At the outbreak of World War II, Sherwood enlisted in the British army, and he rose to the rank of major while serving from 1940 to 1945 in the Intelligence Corps. Following the war, he served from 1945 to 1946 as a member of the control commission for Germany. Returning to England, he went to work for the British Broadcasting Corporation (BBC), where from 1946 to 1963 he held a variety of positions, including scriptwriter, and from 1963 until his retirement in 1973 was head of the BBC’s French language services. He married Joan Mary Yorke in 1953, and they had one daughter, Mary Claire.
It was while employed at the BBC that Sherwood began writing mysteries. His first novel, The Disappearance of Dr. Bruderstein (1949; known in the United States as Dr.
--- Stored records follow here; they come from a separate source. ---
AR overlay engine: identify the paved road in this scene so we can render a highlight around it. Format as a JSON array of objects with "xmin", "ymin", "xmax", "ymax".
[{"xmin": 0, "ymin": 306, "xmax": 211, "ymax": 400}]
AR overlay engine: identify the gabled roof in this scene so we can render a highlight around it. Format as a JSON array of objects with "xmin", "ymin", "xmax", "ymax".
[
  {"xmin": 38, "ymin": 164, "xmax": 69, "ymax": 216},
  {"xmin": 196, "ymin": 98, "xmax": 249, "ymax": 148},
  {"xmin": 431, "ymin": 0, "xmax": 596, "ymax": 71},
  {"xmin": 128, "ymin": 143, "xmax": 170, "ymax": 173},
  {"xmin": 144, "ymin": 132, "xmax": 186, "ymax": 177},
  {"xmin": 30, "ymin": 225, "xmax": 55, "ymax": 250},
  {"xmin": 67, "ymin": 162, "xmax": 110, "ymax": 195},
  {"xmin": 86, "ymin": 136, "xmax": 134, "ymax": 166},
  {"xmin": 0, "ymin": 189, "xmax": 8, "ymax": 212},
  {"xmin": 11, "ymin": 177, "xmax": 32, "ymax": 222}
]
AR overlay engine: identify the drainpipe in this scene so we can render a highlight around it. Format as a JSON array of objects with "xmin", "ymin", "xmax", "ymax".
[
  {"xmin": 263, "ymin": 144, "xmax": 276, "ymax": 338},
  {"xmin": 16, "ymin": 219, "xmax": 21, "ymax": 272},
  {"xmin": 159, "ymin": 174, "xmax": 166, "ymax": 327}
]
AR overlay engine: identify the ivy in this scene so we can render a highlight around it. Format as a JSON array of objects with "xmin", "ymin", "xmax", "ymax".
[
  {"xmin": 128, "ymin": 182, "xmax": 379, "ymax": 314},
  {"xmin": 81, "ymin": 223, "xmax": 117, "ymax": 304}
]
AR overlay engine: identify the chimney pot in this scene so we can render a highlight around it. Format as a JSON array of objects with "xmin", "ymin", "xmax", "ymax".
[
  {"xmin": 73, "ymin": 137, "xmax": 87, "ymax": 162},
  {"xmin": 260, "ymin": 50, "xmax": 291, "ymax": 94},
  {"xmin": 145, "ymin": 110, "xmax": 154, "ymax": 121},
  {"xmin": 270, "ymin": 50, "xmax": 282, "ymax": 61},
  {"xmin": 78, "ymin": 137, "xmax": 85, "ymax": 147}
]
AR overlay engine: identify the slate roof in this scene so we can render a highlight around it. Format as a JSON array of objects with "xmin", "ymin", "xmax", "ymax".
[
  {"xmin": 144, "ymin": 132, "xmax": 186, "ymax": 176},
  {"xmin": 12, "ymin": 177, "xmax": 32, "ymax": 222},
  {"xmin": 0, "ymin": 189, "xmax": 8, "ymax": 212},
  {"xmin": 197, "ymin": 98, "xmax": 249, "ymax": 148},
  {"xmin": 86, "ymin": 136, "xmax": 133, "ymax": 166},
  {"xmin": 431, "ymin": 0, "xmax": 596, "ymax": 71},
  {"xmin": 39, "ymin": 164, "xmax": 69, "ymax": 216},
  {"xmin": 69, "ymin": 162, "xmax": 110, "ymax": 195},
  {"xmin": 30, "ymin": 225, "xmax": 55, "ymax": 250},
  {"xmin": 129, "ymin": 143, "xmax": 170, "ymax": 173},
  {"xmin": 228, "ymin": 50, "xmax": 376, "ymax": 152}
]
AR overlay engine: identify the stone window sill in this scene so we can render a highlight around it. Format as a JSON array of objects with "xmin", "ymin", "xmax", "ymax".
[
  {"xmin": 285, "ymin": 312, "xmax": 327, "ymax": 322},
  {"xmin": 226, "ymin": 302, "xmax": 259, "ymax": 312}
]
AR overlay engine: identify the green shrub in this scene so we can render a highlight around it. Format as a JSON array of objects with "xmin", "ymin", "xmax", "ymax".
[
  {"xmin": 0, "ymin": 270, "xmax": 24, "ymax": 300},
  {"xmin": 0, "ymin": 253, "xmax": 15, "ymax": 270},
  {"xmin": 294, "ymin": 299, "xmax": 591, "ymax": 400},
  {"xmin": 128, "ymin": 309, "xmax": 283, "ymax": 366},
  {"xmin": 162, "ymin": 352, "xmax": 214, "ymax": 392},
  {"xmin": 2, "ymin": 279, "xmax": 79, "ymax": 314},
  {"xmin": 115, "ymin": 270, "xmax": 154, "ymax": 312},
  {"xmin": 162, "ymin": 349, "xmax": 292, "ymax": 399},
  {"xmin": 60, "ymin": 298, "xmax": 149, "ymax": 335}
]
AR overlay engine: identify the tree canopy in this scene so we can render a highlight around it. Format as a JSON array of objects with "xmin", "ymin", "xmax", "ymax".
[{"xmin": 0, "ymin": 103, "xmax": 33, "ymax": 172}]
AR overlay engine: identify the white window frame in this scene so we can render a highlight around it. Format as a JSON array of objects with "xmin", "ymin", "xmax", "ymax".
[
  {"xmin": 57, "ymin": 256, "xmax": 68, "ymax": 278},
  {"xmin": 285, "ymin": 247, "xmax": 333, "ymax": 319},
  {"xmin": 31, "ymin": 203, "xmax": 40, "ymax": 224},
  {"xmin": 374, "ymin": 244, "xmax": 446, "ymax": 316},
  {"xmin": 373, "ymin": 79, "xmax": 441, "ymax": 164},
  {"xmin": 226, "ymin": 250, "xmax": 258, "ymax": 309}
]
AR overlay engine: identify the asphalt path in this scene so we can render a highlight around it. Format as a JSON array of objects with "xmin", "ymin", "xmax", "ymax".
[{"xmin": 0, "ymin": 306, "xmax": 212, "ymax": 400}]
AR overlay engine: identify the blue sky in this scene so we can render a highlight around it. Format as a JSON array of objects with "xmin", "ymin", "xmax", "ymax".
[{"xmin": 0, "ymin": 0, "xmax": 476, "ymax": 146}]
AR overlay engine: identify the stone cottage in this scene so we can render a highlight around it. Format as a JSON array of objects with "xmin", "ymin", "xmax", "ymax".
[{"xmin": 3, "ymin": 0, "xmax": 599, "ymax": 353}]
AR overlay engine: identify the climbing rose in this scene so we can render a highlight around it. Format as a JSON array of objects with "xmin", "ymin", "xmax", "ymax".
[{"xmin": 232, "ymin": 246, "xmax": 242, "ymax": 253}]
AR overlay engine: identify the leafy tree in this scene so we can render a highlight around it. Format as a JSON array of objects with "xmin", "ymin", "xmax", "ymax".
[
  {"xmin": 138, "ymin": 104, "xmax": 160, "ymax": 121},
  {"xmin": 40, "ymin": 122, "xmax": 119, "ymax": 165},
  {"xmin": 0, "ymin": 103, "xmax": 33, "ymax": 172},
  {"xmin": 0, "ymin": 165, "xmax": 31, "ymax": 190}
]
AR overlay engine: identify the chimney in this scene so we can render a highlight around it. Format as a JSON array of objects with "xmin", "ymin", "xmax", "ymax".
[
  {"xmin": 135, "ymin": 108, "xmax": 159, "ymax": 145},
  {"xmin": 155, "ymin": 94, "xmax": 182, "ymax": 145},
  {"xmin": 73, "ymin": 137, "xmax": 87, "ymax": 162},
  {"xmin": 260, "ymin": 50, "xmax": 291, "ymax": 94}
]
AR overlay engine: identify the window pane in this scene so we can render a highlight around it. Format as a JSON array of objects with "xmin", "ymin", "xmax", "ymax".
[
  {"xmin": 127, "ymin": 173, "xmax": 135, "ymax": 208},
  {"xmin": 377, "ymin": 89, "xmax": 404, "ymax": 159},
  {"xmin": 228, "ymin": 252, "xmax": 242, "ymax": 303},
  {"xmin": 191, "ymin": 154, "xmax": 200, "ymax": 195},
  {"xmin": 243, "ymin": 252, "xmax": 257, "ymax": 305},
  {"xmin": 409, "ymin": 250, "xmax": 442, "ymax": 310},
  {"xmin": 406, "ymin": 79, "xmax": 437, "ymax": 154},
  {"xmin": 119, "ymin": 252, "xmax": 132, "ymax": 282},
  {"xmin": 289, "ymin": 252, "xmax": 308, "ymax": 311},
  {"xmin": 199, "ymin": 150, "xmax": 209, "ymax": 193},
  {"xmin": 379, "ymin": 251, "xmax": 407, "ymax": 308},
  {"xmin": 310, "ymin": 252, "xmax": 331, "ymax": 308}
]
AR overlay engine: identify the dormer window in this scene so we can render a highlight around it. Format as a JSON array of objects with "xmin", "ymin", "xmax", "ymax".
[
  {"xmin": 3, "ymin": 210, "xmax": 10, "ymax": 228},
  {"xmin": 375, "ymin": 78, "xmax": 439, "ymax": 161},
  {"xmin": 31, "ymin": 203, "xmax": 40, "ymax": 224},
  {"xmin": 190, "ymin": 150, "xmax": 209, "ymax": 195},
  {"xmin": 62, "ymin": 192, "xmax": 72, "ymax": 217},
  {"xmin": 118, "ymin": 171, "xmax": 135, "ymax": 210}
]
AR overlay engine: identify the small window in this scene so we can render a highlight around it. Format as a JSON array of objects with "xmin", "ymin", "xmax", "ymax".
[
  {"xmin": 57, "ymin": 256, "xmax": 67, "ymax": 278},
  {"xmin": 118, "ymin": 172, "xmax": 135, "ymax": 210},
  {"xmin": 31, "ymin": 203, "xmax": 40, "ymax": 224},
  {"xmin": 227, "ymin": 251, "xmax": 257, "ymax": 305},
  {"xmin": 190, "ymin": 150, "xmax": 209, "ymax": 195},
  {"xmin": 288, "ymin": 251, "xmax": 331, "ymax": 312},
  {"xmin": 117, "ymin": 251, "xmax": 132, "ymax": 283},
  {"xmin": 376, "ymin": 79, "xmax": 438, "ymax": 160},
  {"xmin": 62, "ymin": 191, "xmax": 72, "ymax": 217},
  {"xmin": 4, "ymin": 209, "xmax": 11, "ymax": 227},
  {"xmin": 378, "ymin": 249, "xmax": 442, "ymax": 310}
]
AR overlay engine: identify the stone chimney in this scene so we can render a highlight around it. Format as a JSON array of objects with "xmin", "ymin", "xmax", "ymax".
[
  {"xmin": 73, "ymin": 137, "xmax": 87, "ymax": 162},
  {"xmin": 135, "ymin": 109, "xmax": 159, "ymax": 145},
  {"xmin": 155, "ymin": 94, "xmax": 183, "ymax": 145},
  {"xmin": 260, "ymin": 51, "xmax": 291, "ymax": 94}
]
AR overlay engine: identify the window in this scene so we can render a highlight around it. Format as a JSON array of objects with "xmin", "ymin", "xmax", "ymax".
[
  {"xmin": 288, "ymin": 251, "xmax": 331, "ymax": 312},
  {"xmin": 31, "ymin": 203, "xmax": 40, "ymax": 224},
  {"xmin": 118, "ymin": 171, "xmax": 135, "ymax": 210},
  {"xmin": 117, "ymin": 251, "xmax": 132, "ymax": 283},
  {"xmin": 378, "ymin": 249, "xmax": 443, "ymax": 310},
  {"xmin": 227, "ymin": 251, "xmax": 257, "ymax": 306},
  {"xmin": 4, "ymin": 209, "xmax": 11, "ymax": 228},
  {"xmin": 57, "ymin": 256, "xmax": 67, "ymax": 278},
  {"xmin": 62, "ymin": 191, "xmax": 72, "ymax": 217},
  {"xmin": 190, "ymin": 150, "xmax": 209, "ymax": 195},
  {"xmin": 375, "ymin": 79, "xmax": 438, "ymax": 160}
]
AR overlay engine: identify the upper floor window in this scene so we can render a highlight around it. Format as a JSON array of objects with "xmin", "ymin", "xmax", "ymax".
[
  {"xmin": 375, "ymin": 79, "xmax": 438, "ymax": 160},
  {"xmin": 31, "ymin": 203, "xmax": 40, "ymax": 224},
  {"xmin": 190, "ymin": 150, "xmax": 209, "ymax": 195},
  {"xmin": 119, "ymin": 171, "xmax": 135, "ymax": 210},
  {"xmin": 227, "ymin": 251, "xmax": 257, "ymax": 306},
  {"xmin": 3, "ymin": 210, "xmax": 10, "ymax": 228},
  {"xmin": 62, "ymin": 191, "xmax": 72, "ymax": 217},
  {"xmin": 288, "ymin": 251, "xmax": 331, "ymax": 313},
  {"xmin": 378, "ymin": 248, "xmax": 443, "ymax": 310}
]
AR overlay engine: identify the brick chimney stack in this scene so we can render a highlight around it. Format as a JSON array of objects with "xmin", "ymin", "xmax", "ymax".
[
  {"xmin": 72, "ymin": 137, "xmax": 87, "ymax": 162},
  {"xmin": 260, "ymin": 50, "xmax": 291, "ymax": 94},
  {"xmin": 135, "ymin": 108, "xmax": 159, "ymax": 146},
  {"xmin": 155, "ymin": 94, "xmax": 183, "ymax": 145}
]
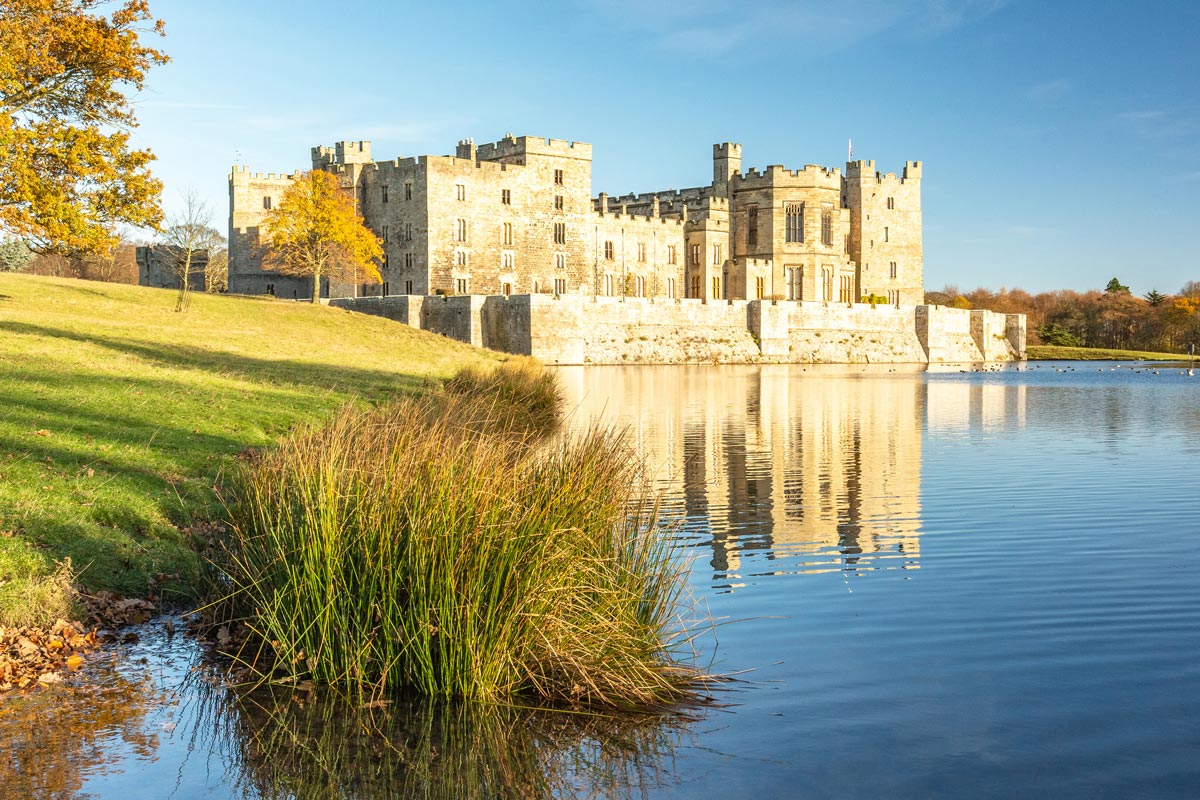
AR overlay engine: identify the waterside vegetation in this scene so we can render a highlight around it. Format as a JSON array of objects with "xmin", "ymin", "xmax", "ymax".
[
  {"xmin": 217, "ymin": 359, "xmax": 705, "ymax": 707},
  {"xmin": 1026, "ymin": 345, "xmax": 1194, "ymax": 362}
]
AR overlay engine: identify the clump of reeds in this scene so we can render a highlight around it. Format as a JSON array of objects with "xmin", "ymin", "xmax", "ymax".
[{"xmin": 218, "ymin": 360, "xmax": 703, "ymax": 708}]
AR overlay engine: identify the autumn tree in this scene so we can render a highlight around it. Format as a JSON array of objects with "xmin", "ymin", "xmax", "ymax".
[
  {"xmin": 0, "ymin": 0, "xmax": 167, "ymax": 254},
  {"xmin": 259, "ymin": 170, "xmax": 382, "ymax": 302}
]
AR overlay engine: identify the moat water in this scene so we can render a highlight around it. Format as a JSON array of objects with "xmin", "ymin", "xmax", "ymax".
[{"xmin": 4, "ymin": 362, "xmax": 1200, "ymax": 799}]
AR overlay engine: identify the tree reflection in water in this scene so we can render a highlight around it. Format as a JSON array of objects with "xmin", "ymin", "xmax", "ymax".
[{"xmin": 0, "ymin": 654, "xmax": 166, "ymax": 799}]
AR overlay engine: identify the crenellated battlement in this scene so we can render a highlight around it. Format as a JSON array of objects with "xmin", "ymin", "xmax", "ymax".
[
  {"xmin": 590, "ymin": 207, "xmax": 685, "ymax": 228},
  {"xmin": 229, "ymin": 165, "xmax": 299, "ymax": 183},
  {"xmin": 312, "ymin": 140, "xmax": 372, "ymax": 169},
  {"xmin": 845, "ymin": 159, "xmax": 921, "ymax": 183},
  {"xmin": 475, "ymin": 134, "xmax": 593, "ymax": 162},
  {"xmin": 735, "ymin": 163, "xmax": 842, "ymax": 189}
]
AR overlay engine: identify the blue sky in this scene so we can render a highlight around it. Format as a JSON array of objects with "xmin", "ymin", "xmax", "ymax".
[{"xmin": 132, "ymin": 0, "xmax": 1200, "ymax": 295}]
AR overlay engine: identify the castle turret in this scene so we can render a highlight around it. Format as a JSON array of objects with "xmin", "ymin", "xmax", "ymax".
[
  {"xmin": 456, "ymin": 138, "xmax": 477, "ymax": 161},
  {"xmin": 311, "ymin": 141, "xmax": 373, "ymax": 170},
  {"xmin": 713, "ymin": 142, "xmax": 742, "ymax": 198}
]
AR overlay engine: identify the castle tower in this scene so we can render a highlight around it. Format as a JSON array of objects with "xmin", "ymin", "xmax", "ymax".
[
  {"xmin": 311, "ymin": 141, "xmax": 373, "ymax": 170},
  {"xmin": 844, "ymin": 159, "xmax": 923, "ymax": 305},
  {"xmin": 713, "ymin": 142, "xmax": 742, "ymax": 198}
]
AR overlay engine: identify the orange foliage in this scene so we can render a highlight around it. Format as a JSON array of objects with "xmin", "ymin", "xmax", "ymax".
[
  {"xmin": 0, "ymin": 0, "xmax": 168, "ymax": 253},
  {"xmin": 260, "ymin": 170, "xmax": 383, "ymax": 302}
]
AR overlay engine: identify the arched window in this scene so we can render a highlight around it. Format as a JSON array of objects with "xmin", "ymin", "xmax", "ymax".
[
  {"xmin": 785, "ymin": 203, "xmax": 803, "ymax": 243},
  {"xmin": 604, "ymin": 240, "xmax": 614, "ymax": 260}
]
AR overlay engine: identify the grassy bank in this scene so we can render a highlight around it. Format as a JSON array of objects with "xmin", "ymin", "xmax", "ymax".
[
  {"xmin": 218, "ymin": 360, "xmax": 702, "ymax": 707},
  {"xmin": 0, "ymin": 274, "xmax": 495, "ymax": 627},
  {"xmin": 1026, "ymin": 345, "xmax": 1193, "ymax": 361}
]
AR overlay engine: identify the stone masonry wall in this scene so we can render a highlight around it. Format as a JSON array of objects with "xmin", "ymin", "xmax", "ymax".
[{"xmin": 336, "ymin": 295, "xmax": 1025, "ymax": 365}]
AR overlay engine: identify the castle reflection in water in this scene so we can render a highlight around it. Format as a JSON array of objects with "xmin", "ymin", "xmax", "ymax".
[{"xmin": 558, "ymin": 365, "xmax": 1027, "ymax": 586}]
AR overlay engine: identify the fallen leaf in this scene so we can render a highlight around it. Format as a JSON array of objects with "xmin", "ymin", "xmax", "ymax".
[
  {"xmin": 66, "ymin": 654, "xmax": 84, "ymax": 669},
  {"xmin": 37, "ymin": 671, "xmax": 61, "ymax": 684}
]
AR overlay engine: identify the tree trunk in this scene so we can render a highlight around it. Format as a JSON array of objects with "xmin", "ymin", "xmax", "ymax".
[{"xmin": 311, "ymin": 271, "xmax": 320, "ymax": 303}]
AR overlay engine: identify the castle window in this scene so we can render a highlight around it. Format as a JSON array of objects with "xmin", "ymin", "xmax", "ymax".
[
  {"xmin": 502, "ymin": 252, "xmax": 514, "ymax": 270},
  {"xmin": 456, "ymin": 277, "xmax": 468, "ymax": 294},
  {"xmin": 405, "ymin": 280, "xmax": 413, "ymax": 294},
  {"xmin": 553, "ymin": 222, "xmax": 566, "ymax": 245},
  {"xmin": 785, "ymin": 203, "xmax": 803, "ymax": 243},
  {"xmin": 821, "ymin": 211, "xmax": 833, "ymax": 247},
  {"xmin": 263, "ymin": 196, "xmax": 272, "ymax": 210},
  {"xmin": 503, "ymin": 222, "xmax": 513, "ymax": 246},
  {"xmin": 604, "ymin": 274, "xmax": 614, "ymax": 296},
  {"xmin": 554, "ymin": 194, "xmax": 564, "ymax": 211},
  {"xmin": 456, "ymin": 184, "xmax": 466, "ymax": 201},
  {"xmin": 822, "ymin": 266, "xmax": 833, "ymax": 301},
  {"xmin": 405, "ymin": 223, "xmax": 413, "ymax": 241},
  {"xmin": 884, "ymin": 226, "xmax": 889, "ymax": 242},
  {"xmin": 839, "ymin": 274, "xmax": 853, "ymax": 303},
  {"xmin": 747, "ymin": 207, "xmax": 758, "ymax": 247},
  {"xmin": 265, "ymin": 282, "xmax": 275, "ymax": 296},
  {"xmin": 889, "ymin": 261, "xmax": 897, "ymax": 279},
  {"xmin": 886, "ymin": 196, "xmax": 895, "ymax": 210},
  {"xmin": 690, "ymin": 243, "xmax": 700, "ymax": 266},
  {"xmin": 711, "ymin": 276, "xmax": 721, "ymax": 300},
  {"xmin": 382, "ymin": 254, "xmax": 389, "ymax": 270},
  {"xmin": 456, "ymin": 218, "xmax": 468, "ymax": 242},
  {"xmin": 604, "ymin": 240, "xmax": 614, "ymax": 260},
  {"xmin": 635, "ymin": 275, "xmax": 645, "ymax": 297},
  {"xmin": 382, "ymin": 185, "xmax": 389, "ymax": 203},
  {"xmin": 755, "ymin": 276, "xmax": 765, "ymax": 300},
  {"xmin": 888, "ymin": 289, "xmax": 899, "ymax": 305},
  {"xmin": 554, "ymin": 277, "xmax": 566, "ymax": 296},
  {"xmin": 503, "ymin": 282, "xmax": 512, "ymax": 296},
  {"xmin": 455, "ymin": 251, "xmax": 469, "ymax": 267},
  {"xmin": 787, "ymin": 267, "xmax": 802, "ymax": 300},
  {"xmin": 554, "ymin": 169, "xmax": 564, "ymax": 185},
  {"xmin": 555, "ymin": 254, "xmax": 565, "ymax": 270},
  {"xmin": 667, "ymin": 245, "xmax": 677, "ymax": 265},
  {"xmin": 712, "ymin": 243, "xmax": 721, "ymax": 266},
  {"xmin": 666, "ymin": 277, "xmax": 676, "ymax": 299},
  {"xmin": 405, "ymin": 182, "xmax": 412, "ymax": 201},
  {"xmin": 405, "ymin": 253, "xmax": 413, "ymax": 268},
  {"xmin": 382, "ymin": 225, "xmax": 389, "ymax": 242},
  {"xmin": 502, "ymin": 189, "xmax": 511, "ymax": 205},
  {"xmin": 690, "ymin": 275, "xmax": 700, "ymax": 298},
  {"xmin": 637, "ymin": 242, "xmax": 646, "ymax": 263},
  {"xmin": 382, "ymin": 281, "xmax": 389, "ymax": 296}
]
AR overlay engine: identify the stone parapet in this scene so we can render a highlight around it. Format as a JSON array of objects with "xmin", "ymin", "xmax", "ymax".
[{"xmin": 336, "ymin": 295, "xmax": 1026, "ymax": 366}]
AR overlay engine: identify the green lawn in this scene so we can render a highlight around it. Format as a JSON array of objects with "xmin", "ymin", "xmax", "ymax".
[
  {"xmin": 1026, "ymin": 345, "xmax": 1194, "ymax": 361},
  {"xmin": 0, "ymin": 274, "xmax": 495, "ymax": 626}
]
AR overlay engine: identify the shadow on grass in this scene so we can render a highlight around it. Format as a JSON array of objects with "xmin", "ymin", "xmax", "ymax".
[
  {"xmin": 0, "ymin": 321, "xmax": 438, "ymax": 401},
  {"xmin": 0, "ymin": 320, "xmax": 457, "ymax": 600}
]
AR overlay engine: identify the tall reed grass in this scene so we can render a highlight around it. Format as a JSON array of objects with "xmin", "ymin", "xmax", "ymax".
[{"xmin": 218, "ymin": 359, "xmax": 703, "ymax": 707}]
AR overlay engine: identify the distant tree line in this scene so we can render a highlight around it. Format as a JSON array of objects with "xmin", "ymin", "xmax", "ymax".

Bruderstein Vanishes), introduced the character Charles Blessington, a mild-mannered British civil servant in the treasury department who, in five books (the last was Vote Against Poison, 1956), becomes involved in a series of light- hearted, wildly improbably melodramatic adventures involving kidnapping, racketeering, and blackmail.
Between the late 1950’s and early 1980’s, Sherwood published a handful of stand-alone suspense and mystery novels such as Half Hunter (1961; known in the United States as The Sleuth and the Liar), Honesty Will Get You Nowhere (1977), Hour of the Hyenas (1979), and A Shot in the Arm (1982; known in the United States as Death at the BBC, 1983). He also published a full-length nonfiction work, No Golden Journey: A Biography of James Elroy Flecker (1973).
In 1984, Sherwood embarked on a second mystery series with the publication of Green Trigger Fingers, which signaled the debut of the character Celia Grant, an elderly, Miss Marple-like amateur sleuth and professional horticulturist. Gardening—one of Sherwood’s primary hobbies—figured prominently throughout the eleven-book series in which Grant becomes entangled in murder mysteries and criminal conspiracies across the English countryside. In titles such as The Mantrap Garden (1986), A Bouquet of Thorns (1989), Creeping Jenny (1993), and the final entry, Shady Borders (1996), the intrepid heroine finds mayhem in historical gardens and other unlikely places.
A member of the Crime Writers Association, John Herman Mulso Sherwood was honored with a radio documentary prize and a 1961 Italia Competition Prize during his career. After the release of his final Celia Grant title, he lived with his wife in Kent, England, until his death in 2002.